G beta-gamma complex
Heterotrimeric G protein complexes ( Gαβγ) are formed from Gα, Gβ, and Gγ subunits. Upon activation of a G-protein coupled receptor, the Gβγ complex is released from the Gα subunit, allowing the Gα subunit to function as a messenger in signal transduction.
The normal role of the beta-gamma complex is inhibition of the Gα subunit. However, the free Gβγ complex can act as a signaling molecule itself, by activating other second messengers or by gating ion channels directly.

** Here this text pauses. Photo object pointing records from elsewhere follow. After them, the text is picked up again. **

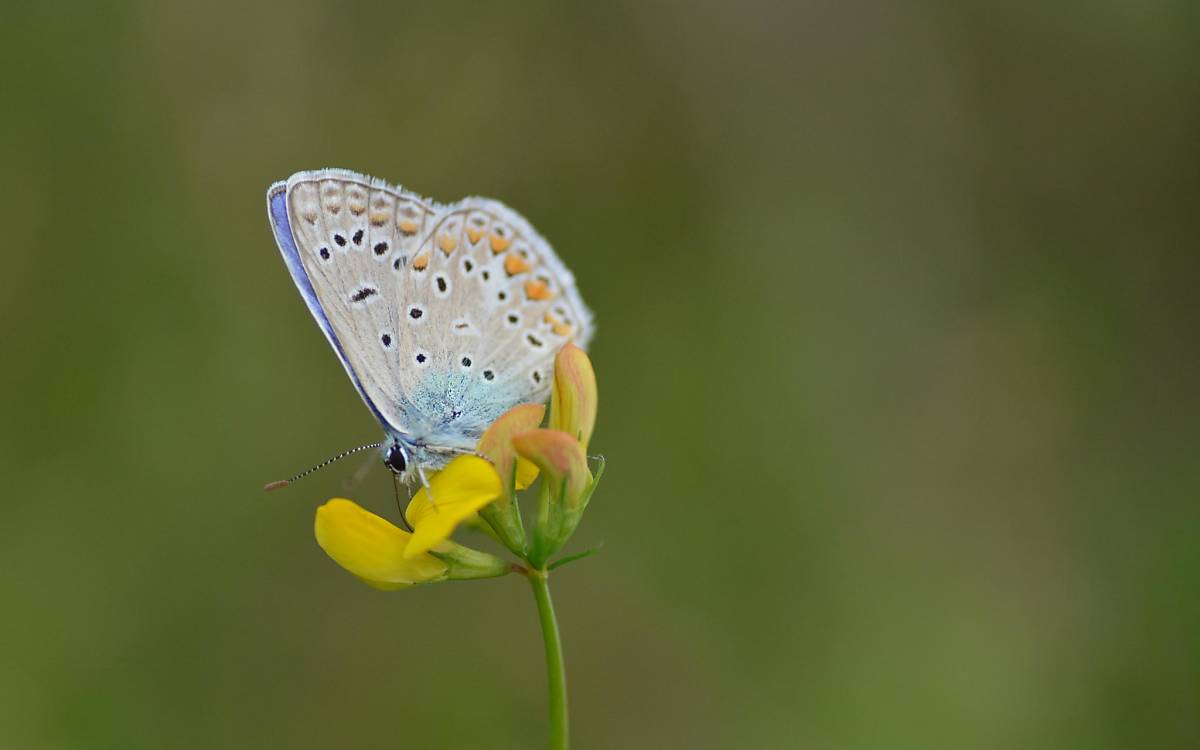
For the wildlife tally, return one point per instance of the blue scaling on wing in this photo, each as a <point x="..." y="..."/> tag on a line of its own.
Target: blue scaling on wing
<point x="277" y="214"/>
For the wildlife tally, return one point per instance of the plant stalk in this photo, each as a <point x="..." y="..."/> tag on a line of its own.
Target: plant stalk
<point x="556" y="672"/>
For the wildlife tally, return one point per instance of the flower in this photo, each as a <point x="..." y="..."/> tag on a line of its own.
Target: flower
<point x="466" y="485"/>
<point x="388" y="557"/>
<point x="513" y="451"/>
<point x="372" y="549"/>
<point x="574" y="399"/>
<point x="561" y="453"/>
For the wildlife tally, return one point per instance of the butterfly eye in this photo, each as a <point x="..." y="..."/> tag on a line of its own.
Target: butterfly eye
<point x="395" y="459"/>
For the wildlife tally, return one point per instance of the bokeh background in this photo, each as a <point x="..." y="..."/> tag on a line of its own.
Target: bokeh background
<point x="897" y="349"/>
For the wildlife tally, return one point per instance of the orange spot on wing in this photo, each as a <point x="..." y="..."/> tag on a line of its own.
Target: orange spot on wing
<point x="538" y="291"/>
<point x="499" y="244"/>
<point x="515" y="264"/>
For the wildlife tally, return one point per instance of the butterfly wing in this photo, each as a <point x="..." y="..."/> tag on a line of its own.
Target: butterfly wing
<point x="444" y="317"/>
<point x="343" y="237"/>
<point x="486" y="306"/>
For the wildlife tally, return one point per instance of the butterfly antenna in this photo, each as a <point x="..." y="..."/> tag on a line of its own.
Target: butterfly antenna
<point x="285" y="483"/>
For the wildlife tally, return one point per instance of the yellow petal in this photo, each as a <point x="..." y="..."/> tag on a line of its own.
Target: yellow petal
<point x="561" y="457"/>
<point x="467" y="484"/>
<point x="497" y="442"/>
<point x="371" y="547"/>
<point x="573" y="402"/>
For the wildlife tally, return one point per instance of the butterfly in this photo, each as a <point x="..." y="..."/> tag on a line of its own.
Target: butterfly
<point x="443" y="316"/>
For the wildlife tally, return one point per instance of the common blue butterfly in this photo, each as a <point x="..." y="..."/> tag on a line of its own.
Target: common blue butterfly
<point x="443" y="316"/>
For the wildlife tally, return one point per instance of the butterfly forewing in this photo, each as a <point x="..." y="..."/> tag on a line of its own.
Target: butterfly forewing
<point x="448" y="316"/>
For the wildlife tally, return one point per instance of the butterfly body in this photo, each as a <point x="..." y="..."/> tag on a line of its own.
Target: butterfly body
<point x="443" y="316"/>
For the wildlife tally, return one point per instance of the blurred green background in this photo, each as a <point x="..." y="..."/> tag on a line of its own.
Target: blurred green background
<point x="897" y="352"/>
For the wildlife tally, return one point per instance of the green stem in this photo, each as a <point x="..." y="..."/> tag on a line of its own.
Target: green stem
<point x="556" y="673"/>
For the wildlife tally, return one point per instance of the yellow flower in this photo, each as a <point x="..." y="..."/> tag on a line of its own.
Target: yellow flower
<point x="372" y="549"/>
<point x="504" y="516"/>
<point x="574" y="400"/>
<point x="562" y="460"/>
<point x="466" y="485"/>
<point x="511" y="453"/>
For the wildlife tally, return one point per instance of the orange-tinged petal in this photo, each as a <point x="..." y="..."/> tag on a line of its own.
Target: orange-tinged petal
<point x="561" y="457"/>
<point x="497" y="443"/>
<point x="371" y="547"/>
<point x="463" y="487"/>
<point x="574" y="399"/>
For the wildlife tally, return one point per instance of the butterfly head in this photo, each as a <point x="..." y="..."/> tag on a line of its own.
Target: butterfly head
<point x="396" y="457"/>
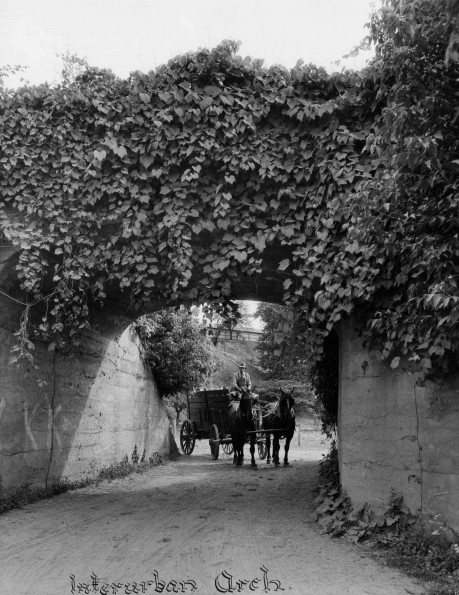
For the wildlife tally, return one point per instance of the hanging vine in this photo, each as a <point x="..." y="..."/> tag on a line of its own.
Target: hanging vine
<point x="178" y="181"/>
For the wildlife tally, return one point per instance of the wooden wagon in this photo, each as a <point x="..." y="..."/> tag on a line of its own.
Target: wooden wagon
<point x="208" y="419"/>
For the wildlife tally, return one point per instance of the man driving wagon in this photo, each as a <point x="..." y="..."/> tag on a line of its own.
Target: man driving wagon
<point x="241" y="383"/>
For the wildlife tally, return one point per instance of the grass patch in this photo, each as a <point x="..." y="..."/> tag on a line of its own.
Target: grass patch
<point x="28" y="494"/>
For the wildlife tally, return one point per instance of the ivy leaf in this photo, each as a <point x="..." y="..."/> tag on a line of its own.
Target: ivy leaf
<point x="283" y="264"/>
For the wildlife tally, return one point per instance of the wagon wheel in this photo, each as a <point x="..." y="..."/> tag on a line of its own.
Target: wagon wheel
<point x="187" y="437"/>
<point x="214" y="446"/>
<point x="262" y="450"/>
<point x="228" y="448"/>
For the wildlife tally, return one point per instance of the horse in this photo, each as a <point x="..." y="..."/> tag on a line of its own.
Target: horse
<point x="281" y="420"/>
<point x="241" y="421"/>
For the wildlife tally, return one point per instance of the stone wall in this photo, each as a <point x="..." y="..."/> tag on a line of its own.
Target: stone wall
<point x="396" y="434"/>
<point x="73" y="416"/>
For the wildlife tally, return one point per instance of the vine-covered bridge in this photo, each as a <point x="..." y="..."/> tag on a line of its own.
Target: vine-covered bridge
<point x="210" y="180"/>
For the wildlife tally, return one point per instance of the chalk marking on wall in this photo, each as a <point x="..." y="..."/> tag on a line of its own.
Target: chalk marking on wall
<point x="28" y="429"/>
<point x="52" y="427"/>
<point x="105" y="448"/>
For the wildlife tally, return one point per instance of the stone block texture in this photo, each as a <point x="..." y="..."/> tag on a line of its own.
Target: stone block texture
<point x="394" y="433"/>
<point x="74" y="415"/>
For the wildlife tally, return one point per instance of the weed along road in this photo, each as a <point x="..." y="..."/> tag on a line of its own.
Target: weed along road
<point x="193" y="525"/>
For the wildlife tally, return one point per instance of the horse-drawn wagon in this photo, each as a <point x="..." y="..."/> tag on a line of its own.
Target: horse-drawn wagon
<point x="208" y="418"/>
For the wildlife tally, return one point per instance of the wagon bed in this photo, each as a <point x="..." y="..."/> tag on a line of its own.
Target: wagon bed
<point x="208" y="418"/>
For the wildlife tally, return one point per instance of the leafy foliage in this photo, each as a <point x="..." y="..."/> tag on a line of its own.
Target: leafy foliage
<point x="178" y="182"/>
<point x="178" y="353"/>
<point x="324" y="378"/>
<point x="282" y="349"/>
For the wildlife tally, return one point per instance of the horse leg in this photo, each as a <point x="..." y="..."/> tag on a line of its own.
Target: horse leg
<point x="287" y="446"/>
<point x="253" y="439"/>
<point x="276" y="448"/>
<point x="268" y="448"/>
<point x="240" y="453"/>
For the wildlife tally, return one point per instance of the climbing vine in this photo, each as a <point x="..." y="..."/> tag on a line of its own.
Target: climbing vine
<point x="179" y="181"/>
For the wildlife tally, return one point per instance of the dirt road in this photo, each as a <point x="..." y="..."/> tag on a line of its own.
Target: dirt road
<point x="195" y="525"/>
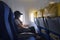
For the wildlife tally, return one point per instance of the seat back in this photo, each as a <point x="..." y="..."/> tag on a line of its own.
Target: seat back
<point x="6" y="22"/>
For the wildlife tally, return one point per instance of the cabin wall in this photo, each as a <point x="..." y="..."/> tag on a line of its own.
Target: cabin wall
<point x="25" y="6"/>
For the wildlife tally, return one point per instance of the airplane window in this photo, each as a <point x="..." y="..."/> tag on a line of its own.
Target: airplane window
<point x="32" y="17"/>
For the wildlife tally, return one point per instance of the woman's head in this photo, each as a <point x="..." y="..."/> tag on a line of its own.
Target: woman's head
<point x="17" y="14"/>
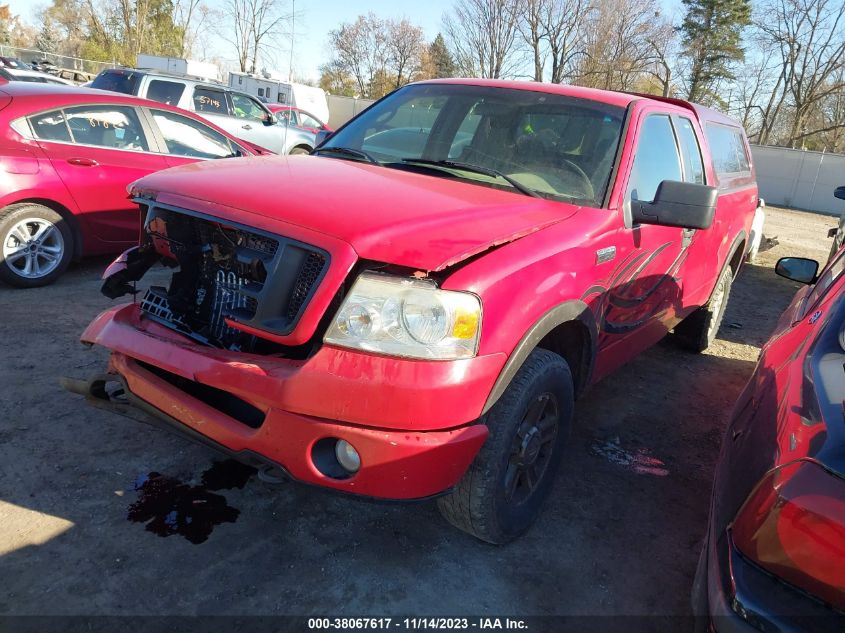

Examples of Gβγ complex functions include:
- Activation of phospholipase A2 when bound to histamine receptors
- Direct opening of G-protein coupled inward rectifying potassium channels (GIRKs) when bound to muscarinic acetylcholine receptors
- Activation L-type calcium channels, as in H3 receptor pharmacology.
- Initiation of the phospholipase C pathway by activating phospholipase C, as a minor mechanism of growth hormone releasing hormone releasing growth hormone.
GNB1L and GNB2L1 are not considered to be classical G protein beta subunits, as they do not make part of the beta/gamma protein complex and only show sequence similarities with the true Gβ proteins (ref NCBI GeneID: 54584, GeneID: 10399).